Im Jahr 2019 kehrte B an 30 Arbeitstagen nicht von ihrem Tätigkeitsort an ihren Wohnort zurück und überschritt damit nicht die Höchstgrenze für Tage der Nichtrückkehr von 45 Tagen. Auch sonst lag kein Ausschlussgrund für die Anwendung der Grenzgängerregelung vor. Da B im Jahr 2019 Grenzgängerin im Sinne des DBA war, unterlag ihr Arbeitslohn allein der deutschen Besteuerung.

Im Jahr 2020 allerdings führt B ihre Tätigkeit an insgesamt 120 Tagen im Home-Office und an 120 Tagen am Arbeitsort Salzburg aus. Weil die Höchstgrenze für Tage der Nichtrückkehr überschritten ist, gilt B eigentlich nicht mehr als Grenzgängerin im Sinne des DBA. Im Ergebnis dürfte Österreich den Lohn besteuern, der auf die 120 Tätigkeitstage in Salzburg entfällt.

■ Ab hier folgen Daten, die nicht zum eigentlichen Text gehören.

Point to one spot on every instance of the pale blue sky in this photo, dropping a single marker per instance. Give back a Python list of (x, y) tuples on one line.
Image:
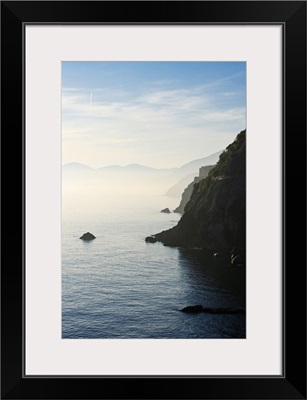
[(159, 114)]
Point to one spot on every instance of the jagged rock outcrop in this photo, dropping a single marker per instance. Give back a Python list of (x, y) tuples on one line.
[(186, 195), (215, 217)]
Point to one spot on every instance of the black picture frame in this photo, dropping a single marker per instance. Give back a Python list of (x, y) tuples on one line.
[(292, 16)]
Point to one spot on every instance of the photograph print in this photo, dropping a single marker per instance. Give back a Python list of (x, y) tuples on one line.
[(153, 200)]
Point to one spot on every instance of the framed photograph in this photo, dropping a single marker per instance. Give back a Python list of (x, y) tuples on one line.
[(161, 152)]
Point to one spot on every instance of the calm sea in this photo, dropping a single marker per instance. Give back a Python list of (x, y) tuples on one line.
[(119, 286)]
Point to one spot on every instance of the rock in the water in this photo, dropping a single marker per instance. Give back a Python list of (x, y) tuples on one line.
[(150, 239), (88, 236)]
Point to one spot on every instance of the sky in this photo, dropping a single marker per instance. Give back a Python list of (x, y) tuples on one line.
[(158, 114)]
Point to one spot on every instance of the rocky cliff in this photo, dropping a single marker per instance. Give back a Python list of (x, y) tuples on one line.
[(186, 195), (215, 216)]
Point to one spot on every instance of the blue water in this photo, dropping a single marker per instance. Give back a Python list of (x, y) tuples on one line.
[(119, 286)]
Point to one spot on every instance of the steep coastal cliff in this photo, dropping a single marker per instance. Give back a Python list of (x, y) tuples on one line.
[(215, 216)]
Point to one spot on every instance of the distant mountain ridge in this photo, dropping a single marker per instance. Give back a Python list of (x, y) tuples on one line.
[(190, 167)]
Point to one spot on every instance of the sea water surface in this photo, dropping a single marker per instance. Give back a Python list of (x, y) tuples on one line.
[(119, 286)]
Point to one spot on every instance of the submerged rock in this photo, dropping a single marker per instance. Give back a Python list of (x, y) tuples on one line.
[(88, 236), (192, 309), (150, 239), (212, 310), (166, 210)]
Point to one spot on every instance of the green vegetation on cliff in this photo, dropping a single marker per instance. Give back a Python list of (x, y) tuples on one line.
[(215, 216)]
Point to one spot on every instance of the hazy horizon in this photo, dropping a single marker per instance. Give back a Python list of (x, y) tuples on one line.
[(156, 114)]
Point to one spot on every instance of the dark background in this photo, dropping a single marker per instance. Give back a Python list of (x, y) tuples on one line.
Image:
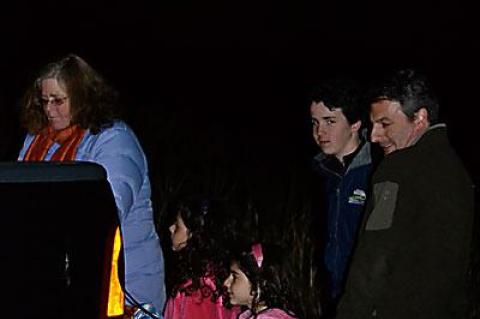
[(217, 88)]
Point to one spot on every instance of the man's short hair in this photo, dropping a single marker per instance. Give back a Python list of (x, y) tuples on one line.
[(411, 89)]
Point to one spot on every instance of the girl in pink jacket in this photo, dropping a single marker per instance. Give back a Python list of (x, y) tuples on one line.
[(259, 282)]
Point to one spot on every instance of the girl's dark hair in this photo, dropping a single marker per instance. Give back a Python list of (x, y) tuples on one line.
[(409, 88), (92, 99), (270, 279), (204, 255)]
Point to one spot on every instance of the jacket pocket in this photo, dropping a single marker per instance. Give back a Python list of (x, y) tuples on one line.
[(385, 200)]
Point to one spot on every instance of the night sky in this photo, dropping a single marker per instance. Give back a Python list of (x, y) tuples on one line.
[(224, 85)]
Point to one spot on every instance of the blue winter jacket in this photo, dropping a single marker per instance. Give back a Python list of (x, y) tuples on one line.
[(119, 152), (344, 205)]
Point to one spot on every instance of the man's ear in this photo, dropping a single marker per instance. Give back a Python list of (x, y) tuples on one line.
[(356, 126)]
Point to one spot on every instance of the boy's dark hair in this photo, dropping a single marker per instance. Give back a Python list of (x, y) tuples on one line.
[(344, 93), (411, 89), (204, 255)]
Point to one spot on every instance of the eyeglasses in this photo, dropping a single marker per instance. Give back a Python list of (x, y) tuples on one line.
[(54, 100)]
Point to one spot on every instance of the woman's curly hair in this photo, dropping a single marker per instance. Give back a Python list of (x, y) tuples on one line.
[(271, 280), (92, 99), (204, 255)]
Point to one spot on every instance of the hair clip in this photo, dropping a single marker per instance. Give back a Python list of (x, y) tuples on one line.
[(258, 254)]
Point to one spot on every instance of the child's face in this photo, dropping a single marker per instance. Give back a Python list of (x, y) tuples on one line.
[(239, 287), (179, 234)]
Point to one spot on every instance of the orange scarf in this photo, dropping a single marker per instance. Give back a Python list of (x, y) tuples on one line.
[(68, 138)]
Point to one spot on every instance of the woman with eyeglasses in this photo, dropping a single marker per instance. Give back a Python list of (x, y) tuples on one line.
[(70, 115)]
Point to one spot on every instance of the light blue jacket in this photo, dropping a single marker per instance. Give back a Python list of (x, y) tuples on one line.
[(119, 152)]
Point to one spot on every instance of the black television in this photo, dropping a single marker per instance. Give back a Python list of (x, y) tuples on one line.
[(58, 221)]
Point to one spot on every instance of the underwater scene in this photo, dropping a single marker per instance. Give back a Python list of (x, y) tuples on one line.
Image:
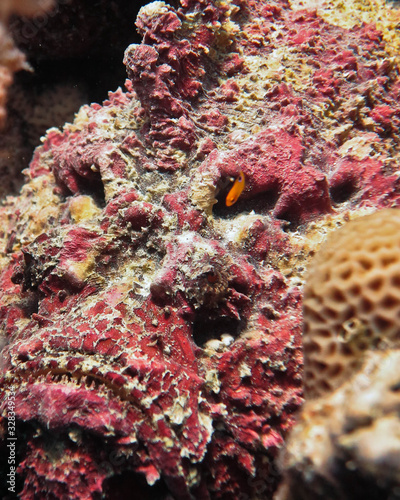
[(199, 250)]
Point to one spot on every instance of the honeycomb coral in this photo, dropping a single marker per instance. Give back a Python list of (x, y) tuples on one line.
[(151, 334), (351, 299), (346, 444)]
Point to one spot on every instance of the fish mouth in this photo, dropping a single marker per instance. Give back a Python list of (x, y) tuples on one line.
[(63, 389), (109, 398)]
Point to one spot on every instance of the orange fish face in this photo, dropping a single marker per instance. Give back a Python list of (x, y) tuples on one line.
[(236, 190)]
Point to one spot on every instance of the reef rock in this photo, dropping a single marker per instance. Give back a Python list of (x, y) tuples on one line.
[(345, 444), (151, 334)]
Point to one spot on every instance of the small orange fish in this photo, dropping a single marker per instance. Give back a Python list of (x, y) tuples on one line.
[(236, 190)]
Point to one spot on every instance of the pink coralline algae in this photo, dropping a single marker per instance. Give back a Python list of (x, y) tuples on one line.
[(150, 333)]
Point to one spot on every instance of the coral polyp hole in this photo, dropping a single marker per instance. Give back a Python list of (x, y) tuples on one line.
[(343, 191), (206, 329), (93, 187)]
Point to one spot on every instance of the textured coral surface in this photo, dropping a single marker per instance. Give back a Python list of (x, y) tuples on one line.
[(345, 444), (151, 334), (351, 299)]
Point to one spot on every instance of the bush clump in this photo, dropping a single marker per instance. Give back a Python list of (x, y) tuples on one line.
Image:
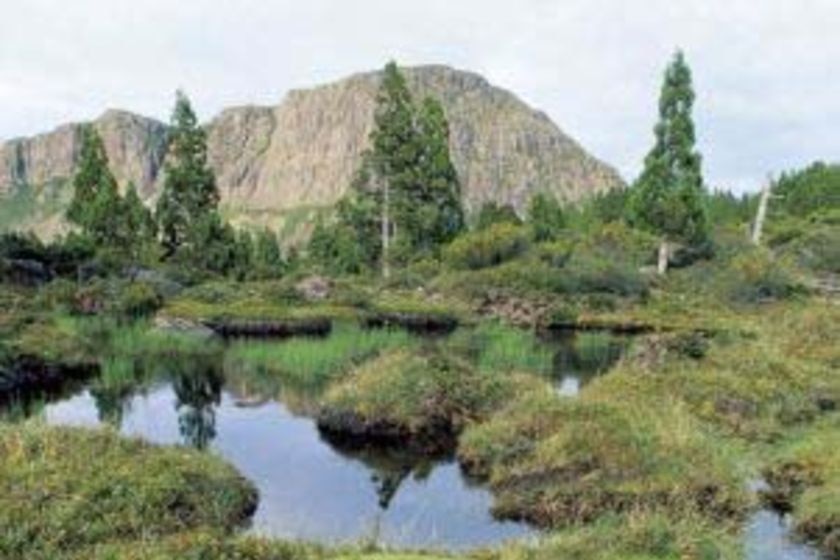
[(420, 398), (138, 299), (756, 276), (805, 478), (559, 462), (488, 247)]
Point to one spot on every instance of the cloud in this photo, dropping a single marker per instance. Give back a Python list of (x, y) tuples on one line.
[(766, 73)]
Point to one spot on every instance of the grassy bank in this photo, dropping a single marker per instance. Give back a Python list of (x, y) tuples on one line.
[(64, 490), (404, 395), (804, 477), (314, 362)]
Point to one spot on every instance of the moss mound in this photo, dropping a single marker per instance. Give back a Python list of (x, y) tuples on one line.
[(63, 490), (557, 462), (805, 478), (404, 396)]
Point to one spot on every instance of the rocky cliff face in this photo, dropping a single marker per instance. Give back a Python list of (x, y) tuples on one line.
[(136, 146), (303, 152)]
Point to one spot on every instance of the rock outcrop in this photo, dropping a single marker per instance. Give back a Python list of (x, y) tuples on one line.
[(303, 152)]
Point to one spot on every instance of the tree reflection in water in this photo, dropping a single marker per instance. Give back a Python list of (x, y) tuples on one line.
[(198, 389)]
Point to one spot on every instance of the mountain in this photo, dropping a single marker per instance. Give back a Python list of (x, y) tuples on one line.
[(278, 165)]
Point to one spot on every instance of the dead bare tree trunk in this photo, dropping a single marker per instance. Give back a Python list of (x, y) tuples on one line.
[(664, 254), (761, 214)]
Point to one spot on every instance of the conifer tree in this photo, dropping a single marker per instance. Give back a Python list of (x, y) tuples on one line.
[(546, 218), (95, 204), (439, 214), (189, 191), (407, 188), (138, 222), (668, 197), (393, 156)]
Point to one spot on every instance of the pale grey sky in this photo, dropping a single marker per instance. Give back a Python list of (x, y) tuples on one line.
[(767, 72)]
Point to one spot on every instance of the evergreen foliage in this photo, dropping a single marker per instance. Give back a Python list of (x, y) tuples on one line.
[(190, 196), (668, 197), (406, 192), (95, 204), (546, 218), (803, 192)]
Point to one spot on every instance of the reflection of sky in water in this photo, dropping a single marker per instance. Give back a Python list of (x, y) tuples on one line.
[(768, 538), (307, 488), (580, 357)]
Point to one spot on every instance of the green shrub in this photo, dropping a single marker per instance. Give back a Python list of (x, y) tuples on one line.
[(556, 253), (588, 273), (67, 489), (488, 247), (138, 299), (756, 276)]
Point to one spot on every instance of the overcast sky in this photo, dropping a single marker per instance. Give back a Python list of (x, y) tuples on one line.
[(767, 72)]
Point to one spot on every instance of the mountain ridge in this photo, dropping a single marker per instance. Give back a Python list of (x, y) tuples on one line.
[(302, 152)]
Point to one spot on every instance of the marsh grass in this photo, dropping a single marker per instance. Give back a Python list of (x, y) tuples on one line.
[(312, 362), (559, 462), (804, 475), (405, 394), (66, 489), (495, 346)]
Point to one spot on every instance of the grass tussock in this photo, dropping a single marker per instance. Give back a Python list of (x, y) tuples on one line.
[(804, 477), (753, 386), (495, 346), (636, 536), (62, 490), (313, 362), (558, 462), (407, 395)]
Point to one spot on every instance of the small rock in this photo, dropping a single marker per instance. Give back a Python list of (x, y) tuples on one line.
[(314, 288)]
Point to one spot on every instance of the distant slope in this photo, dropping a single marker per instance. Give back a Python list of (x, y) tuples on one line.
[(277, 165)]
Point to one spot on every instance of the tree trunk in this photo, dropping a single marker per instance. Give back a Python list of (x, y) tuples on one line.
[(386, 225), (664, 254), (761, 214)]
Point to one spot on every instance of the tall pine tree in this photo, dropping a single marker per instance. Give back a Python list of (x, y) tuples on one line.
[(439, 216), (407, 188), (668, 197), (189, 191), (95, 206)]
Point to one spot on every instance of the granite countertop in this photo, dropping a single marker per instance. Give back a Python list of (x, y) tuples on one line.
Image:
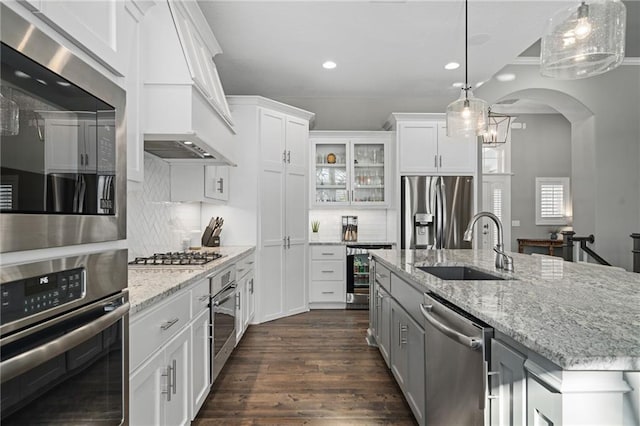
[(579, 316), (149, 285), (353, 243)]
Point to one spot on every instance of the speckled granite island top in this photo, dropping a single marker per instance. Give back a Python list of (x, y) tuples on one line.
[(149, 285), (580, 317)]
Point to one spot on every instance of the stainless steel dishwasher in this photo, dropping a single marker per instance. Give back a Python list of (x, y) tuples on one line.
[(456, 360)]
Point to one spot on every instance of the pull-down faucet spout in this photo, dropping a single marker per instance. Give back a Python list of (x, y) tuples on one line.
[(503, 261)]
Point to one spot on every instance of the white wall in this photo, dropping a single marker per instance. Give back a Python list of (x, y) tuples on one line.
[(605, 150), (541, 149), (155, 225)]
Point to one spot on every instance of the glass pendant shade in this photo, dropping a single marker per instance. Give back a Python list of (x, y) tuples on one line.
[(467, 116), (498, 129), (9, 116), (584, 41)]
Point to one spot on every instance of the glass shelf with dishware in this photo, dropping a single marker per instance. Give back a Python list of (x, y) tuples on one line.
[(349, 171)]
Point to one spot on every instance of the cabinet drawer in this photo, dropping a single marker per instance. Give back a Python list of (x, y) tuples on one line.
[(200, 297), (383, 276), (328, 252), (327, 271), (154, 329), (408, 297), (245, 265), (327, 291)]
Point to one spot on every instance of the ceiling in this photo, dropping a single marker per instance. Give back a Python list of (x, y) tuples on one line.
[(383, 48)]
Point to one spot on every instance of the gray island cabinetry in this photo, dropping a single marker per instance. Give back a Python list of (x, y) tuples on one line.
[(566, 344)]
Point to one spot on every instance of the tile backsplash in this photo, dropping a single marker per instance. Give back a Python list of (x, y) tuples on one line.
[(153, 223), (372, 224)]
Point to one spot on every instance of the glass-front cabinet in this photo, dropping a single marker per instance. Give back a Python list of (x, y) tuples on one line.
[(350, 171)]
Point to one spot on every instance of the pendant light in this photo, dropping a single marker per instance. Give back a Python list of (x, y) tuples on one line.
[(584, 41), (468, 115)]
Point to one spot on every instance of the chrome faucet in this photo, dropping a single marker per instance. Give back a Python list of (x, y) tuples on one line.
[(503, 260)]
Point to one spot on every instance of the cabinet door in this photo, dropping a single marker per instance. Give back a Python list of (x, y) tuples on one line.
[(199, 361), (418, 147), (368, 173), (177, 410), (508, 386), (398, 344), (384, 326), (240, 308), (415, 388), (455, 154), (146, 387)]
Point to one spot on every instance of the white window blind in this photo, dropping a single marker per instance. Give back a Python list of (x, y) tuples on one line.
[(552, 201)]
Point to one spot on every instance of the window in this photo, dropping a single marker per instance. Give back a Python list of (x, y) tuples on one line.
[(553, 197)]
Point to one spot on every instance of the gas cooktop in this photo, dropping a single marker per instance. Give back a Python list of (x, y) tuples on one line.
[(177, 259)]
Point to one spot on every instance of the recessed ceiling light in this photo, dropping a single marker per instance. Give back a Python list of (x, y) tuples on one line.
[(329, 65), (506, 77)]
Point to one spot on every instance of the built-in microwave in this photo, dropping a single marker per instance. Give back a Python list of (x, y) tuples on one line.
[(62, 145)]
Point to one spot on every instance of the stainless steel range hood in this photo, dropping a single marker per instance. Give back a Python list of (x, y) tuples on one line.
[(187, 118)]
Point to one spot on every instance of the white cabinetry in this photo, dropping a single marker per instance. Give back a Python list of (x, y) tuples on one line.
[(160, 387), (279, 133), (425, 148), (209, 184), (169, 359), (350, 168), (327, 286), (508, 386)]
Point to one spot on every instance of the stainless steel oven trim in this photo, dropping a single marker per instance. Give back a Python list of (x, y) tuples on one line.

Deutschland würde nur den Lohn besteuern, der auf die 120 Tage im Home-Office entfällt.

Auch hier könnten sich bedingt durch die Nichtanwendung der Grenzgängerregelung negative steuerliche Folgen ergeben. In Folge der Konsultationsvereinbarung gelten Arbeitstage, die nur aufgrund der Maßnahmen zur Bekämpfung der Covid-19-Pandemie im Home-Office verbracht werden, auf Antrag allerdings nicht als Tage der Nichtrückkehr.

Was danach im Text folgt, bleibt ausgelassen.